Y entonces ocurrió lo que la Bestia temía. Una nube de rápidos torpedos de impulsión cohete surgió de la bruma y cayeron por sorpresa sobre las aeronaves thorbod. Inútilmente trataron estas de esquivar al enemigo, al mismo tiempo que intentaban detenerlo con sus Rayos Zeta.
Pero los Rayos Zeta en esta ocasión resultaron ineficaces. Los torpedos llegaron hasta las naves thorbod y las destruyeron.
Aquellos aparatos, como todos los de la Flota Sideral thorbod, llevaban los cascos recubiertos de dedona, el maravilloso metal que repudiaba la fuerza de atracción de los planetas y resistía impávido los mortales «Rayos Z». Por primera vez en la historia, los hombres grises se pusieron en fuga ante sus enemigos, regresando a la Tierra para dar cuenta de su terrible experiencia.
La reaparición de Valera fue el primer anuncio de la invasión que tuvieron los terrestres. En el cielo de Nueva York, el planetillo brillaba con un tamaño y un fulgor dobles que los de Venus.
En las vísperas de Navidad, el propio contralmirante don Federico Aznar se presentó en Nueva York acompañado de su plana mayor. Su presencia fue acogida por los neoyorquinos como feliz augurio. El contralmirante venía a dirigir personalmente el alzamiento de Nueva York.
—Sólo porque Nueva York es la capital del imperio thorbod y porque van a ocurrir aquí grandes cosas —dijo el contralmirante.
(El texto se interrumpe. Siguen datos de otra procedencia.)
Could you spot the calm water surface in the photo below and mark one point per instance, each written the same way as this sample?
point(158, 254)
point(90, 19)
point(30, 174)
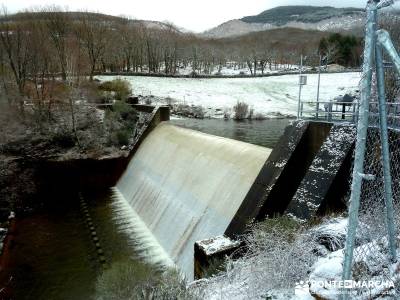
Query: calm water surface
point(264, 133)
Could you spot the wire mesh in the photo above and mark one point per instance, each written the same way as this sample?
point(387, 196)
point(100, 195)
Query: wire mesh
point(372, 261)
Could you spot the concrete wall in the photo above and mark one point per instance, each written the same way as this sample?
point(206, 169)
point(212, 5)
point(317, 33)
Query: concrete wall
point(73, 175)
point(292, 170)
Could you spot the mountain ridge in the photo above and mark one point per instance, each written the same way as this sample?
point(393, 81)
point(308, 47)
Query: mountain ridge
point(320, 18)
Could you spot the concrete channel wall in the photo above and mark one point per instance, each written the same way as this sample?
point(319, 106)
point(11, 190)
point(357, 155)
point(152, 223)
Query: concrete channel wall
point(306, 176)
point(92, 173)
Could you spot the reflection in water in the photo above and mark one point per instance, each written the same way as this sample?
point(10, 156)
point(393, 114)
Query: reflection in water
point(264, 133)
point(53, 256)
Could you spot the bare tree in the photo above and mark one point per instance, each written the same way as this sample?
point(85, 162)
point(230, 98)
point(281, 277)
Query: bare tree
point(15, 41)
point(59, 26)
point(93, 34)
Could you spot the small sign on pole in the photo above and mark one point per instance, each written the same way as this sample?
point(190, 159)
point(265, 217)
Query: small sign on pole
point(303, 80)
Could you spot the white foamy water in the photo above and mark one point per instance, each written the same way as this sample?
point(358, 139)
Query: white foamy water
point(182, 186)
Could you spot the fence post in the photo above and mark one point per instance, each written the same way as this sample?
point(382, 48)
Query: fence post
point(362, 129)
point(380, 74)
point(300, 87)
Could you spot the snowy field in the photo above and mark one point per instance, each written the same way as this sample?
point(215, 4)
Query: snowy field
point(270, 96)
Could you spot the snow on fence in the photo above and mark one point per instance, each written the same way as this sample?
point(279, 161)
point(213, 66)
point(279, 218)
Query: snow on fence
point(371, 269)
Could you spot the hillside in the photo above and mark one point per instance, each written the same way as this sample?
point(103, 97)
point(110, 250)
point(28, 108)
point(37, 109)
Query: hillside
point(324, 18)
point(283, 15)
point(77, 16)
Fue aquélla una noche muy agitada para todos los neoyorquinos. Las municiones fueron repartidas con profusión, así como millares de afilados cuchillos de cristal. La «Voz de la Libertad», en la que aseguraba ser su última emisión, anunció la llegada inminente para el mediodía de una formidable flota redentora que formaría una nube sobre Nueva York.
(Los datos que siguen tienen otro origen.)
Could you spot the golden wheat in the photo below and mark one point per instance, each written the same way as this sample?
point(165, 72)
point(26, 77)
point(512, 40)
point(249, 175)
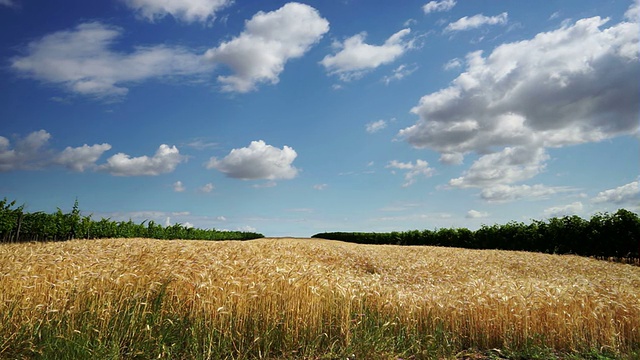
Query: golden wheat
point(307, 288)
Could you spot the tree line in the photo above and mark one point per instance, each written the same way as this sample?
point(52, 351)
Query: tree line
point(17, 225)
point(605, 235)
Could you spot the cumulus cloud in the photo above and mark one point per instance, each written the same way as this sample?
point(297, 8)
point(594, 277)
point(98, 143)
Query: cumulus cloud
point(270, 39)
point(184, 10)
point(163, 161)
point(474, 214)
point(629, 193)
point(568, 86)
point(505, 193)
point(633, 13)
point(356, 57)
point(476, 21)
point(8, 3)
point(564, 210)
point(452, 64)
point(80, 158)
point(511, 165)
point(33, 153)
point(413, 171)
point(399, 73)
point(207, 188)
point(438, 6)
point(27, 154)
point(257, 161)
point(375, 126)
point(178, 186)
point(452, 158)
point(573, 85)
point(82, 61)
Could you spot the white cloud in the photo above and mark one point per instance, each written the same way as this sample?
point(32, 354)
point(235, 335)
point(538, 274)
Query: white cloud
point(452, 158)
point(164, 161)
point(356, 57)
point(474, 214)
point(81, 60)
point(80, 158)
point(571, 209)
point(476, 21)
point(505, 193)
point(629, 193)
point(200, 144)
point(185, 10)
point(399, 73)
point(413, 171)
point(178, 186)
point(633, 13)
point(27, 154)
point(265, 185)
point(259, 53)
point(8, 3)
point(511, 165)
point(573, 85)
point(375, 126)
point(258, 161)
point(207, 188)
point(452, 64)
point(438, 6)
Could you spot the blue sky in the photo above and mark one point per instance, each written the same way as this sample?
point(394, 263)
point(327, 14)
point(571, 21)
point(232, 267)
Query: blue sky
point(297, 118)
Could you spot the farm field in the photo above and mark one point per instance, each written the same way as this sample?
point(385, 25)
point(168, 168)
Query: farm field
point(309, 298)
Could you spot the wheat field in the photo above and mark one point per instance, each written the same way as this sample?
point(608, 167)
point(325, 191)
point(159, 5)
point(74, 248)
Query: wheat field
point(302, 298)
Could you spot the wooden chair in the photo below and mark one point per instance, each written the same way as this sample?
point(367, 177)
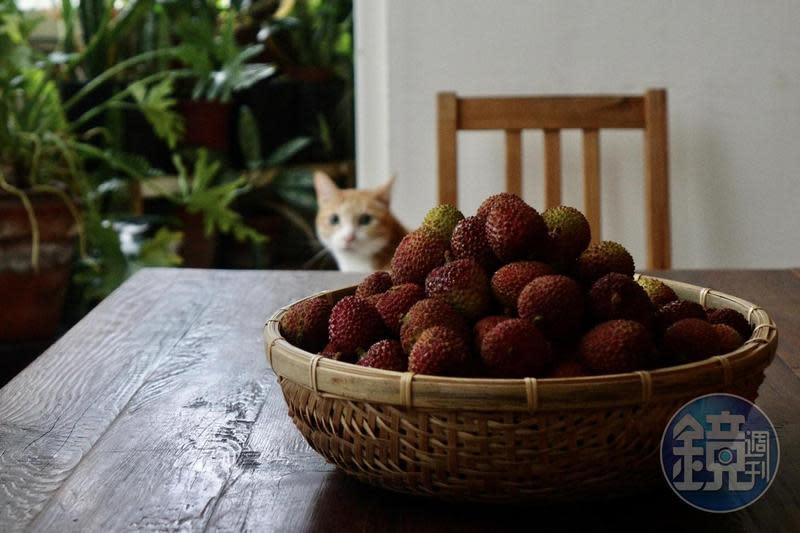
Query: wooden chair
point(590, 113)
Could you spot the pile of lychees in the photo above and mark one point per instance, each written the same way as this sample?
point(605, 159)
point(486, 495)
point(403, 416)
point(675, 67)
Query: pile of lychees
point(511, 293)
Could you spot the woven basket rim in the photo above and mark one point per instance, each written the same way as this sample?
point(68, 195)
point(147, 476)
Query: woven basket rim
point(409, 390)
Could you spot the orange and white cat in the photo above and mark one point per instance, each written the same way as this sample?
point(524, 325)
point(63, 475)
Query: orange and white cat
point(357, 226)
Aquella noche, varios proyectiles cohete disparados desde el mar estallaron a gran altura sobre el cielo de Nueva York. Una espesa nube de octavillas, redactadas en lengua thorbod, invitaba a las autoridades locales «a rendir la ciudad al Ejército de Liberación que desembarcaría sobre la ciudad al mediodía de mañana». Los thorbod pensarían que era necesario ser estúpidos, o bien sentirse muy seguros de sí mismos, para hacer una proposición tan audaz.